Transporter/carrier molecules
Many bodily functions that are controlled by neurotransmitter release use a method of reuptake to moderate effects. These processes are controlled by enzymes which are sometimes assisted by transporter molecules. Without these actions, the neurotransmitters would retain high concentrations in the synapse and lead to toxicity. An astute method of therapeutic modification involves the inhibition of said enzyme; this allows for a higher concentration of the neurotransmitter to be available to bind to receptor sites and maintain a physiological action. Fluoxetine, a commonly prescribed antidepressant, is a class of selective serotonin reuptake inhibitor (SSRI), which acts by blocking the serotonin transporter (SERT) (Peng et al, 2014). Tricyclics, such as amitriptyline, block the reuptake of noradrenaline by inhibiting the noradrenaline transporter (NAT) (Tatsumi et al, 1997).

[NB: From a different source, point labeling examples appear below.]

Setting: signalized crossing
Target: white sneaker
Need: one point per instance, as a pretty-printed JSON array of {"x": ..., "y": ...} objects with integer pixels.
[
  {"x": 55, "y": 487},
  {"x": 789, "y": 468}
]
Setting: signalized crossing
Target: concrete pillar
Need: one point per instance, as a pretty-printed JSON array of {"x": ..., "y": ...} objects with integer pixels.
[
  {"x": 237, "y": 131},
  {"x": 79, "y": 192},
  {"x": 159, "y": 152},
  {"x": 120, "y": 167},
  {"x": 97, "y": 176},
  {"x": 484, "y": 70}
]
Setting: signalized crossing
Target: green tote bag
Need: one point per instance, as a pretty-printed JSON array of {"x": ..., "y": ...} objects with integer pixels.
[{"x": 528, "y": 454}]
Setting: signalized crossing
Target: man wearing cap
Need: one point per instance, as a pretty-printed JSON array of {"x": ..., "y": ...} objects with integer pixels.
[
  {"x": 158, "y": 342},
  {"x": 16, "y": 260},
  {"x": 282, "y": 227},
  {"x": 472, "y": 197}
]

In the treatment of Parkinsonism, Amantadine maintains a concentration of dopamine by blocking its reuptake (Blanpied et al, 2005).

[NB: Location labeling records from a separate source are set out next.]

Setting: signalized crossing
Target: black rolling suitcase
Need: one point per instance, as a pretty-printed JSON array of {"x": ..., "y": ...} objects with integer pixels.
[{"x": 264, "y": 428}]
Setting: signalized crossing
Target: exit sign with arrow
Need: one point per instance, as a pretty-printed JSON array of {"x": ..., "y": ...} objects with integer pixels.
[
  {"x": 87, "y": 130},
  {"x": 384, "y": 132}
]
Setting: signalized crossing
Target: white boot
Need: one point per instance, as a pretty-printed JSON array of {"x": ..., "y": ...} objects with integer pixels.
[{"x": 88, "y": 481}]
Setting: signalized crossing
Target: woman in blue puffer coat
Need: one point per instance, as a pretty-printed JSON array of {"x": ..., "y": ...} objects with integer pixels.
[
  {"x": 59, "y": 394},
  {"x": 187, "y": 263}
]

Antimicrobial pharmacology
The field of antibiotics is not one that can easily be presented here as the different classes all act in very different and specific ways. However, since they are among the most commonly prescribed, beta-lactams are provided as a case study.
All bacteria are prokaryotic, meaning their cells contain no distinct nucleus. Most biologically significant bacteria have a peptidoglycan layer outside their plasma membrane. This layer made of sugars and amino acids provides the target for many antibiotics. If the peptidoglycan layer can be destroyed or damaged, the cell contents will be exposed and perish, meaning the cell can no longer replicate. Within the peptidoglycan layer, there are a number of proteins that link peptides together to create a mesh and envelope the cell. Penicillin comes from a family of drugs known as beta-lactam antibiotics due to the unique beta-lactam ring which forms part of their structure.

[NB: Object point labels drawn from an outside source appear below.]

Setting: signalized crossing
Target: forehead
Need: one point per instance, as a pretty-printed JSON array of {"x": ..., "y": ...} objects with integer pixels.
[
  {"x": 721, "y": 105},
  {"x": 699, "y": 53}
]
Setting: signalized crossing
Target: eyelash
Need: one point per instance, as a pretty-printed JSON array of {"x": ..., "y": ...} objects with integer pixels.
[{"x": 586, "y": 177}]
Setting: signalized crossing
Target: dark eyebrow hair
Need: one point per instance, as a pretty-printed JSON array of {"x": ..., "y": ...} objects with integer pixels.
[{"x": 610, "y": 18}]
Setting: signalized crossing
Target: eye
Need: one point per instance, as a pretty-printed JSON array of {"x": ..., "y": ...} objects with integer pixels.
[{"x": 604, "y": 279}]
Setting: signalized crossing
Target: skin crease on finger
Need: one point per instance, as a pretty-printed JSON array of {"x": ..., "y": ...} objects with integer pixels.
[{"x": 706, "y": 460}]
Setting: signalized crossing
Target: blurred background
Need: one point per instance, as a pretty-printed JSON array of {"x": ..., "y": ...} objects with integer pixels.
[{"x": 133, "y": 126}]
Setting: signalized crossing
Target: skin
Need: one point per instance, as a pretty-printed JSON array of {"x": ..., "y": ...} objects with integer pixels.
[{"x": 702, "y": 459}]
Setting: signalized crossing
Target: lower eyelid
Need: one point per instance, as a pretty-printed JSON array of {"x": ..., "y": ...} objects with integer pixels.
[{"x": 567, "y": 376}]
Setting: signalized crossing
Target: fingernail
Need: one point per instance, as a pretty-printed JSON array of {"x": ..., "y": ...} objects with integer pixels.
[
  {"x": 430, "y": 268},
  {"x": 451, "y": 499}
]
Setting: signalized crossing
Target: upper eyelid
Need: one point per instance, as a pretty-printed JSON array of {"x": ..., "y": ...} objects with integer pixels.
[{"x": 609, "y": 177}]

Beta-lactam antibiotics selectively bind at the same locations where the peptides expect to form the links; by binding at these key locations, the cell loses its structural integrity and the cell dies. If the concentration of the antibiotic is insufficient to completely eradicate the bacteria, resistance may occur. The most common method in this case is the synthesis of an enzyme (beta-lactamase), which binds with this class of antibiotic and renders them inactive (Lobanovska and Pilla, 2017). The danger of misuse and the potential for resistance was first highlighted by Sir Alexander Fleming in his Nobel prize acceptance speech in 1945.
Conclusion
The principles of pharmacodynamics have been explored from the molecular to cellular level. The interactions of drugs based on chemical structure have also been discussed: whether this is by action at a receptor site on the surface of a cell, by passing through the cell membrane and influencing DNA, inhibiting the molecules which act as transporters, or by simply destroying the wall of a cell and preventing replication. These are the generally accepted means by which most drugs will act and this knowledge allows us to adapt the mechanisms and apply them to other drugs one might come across as a paramedic prescriber.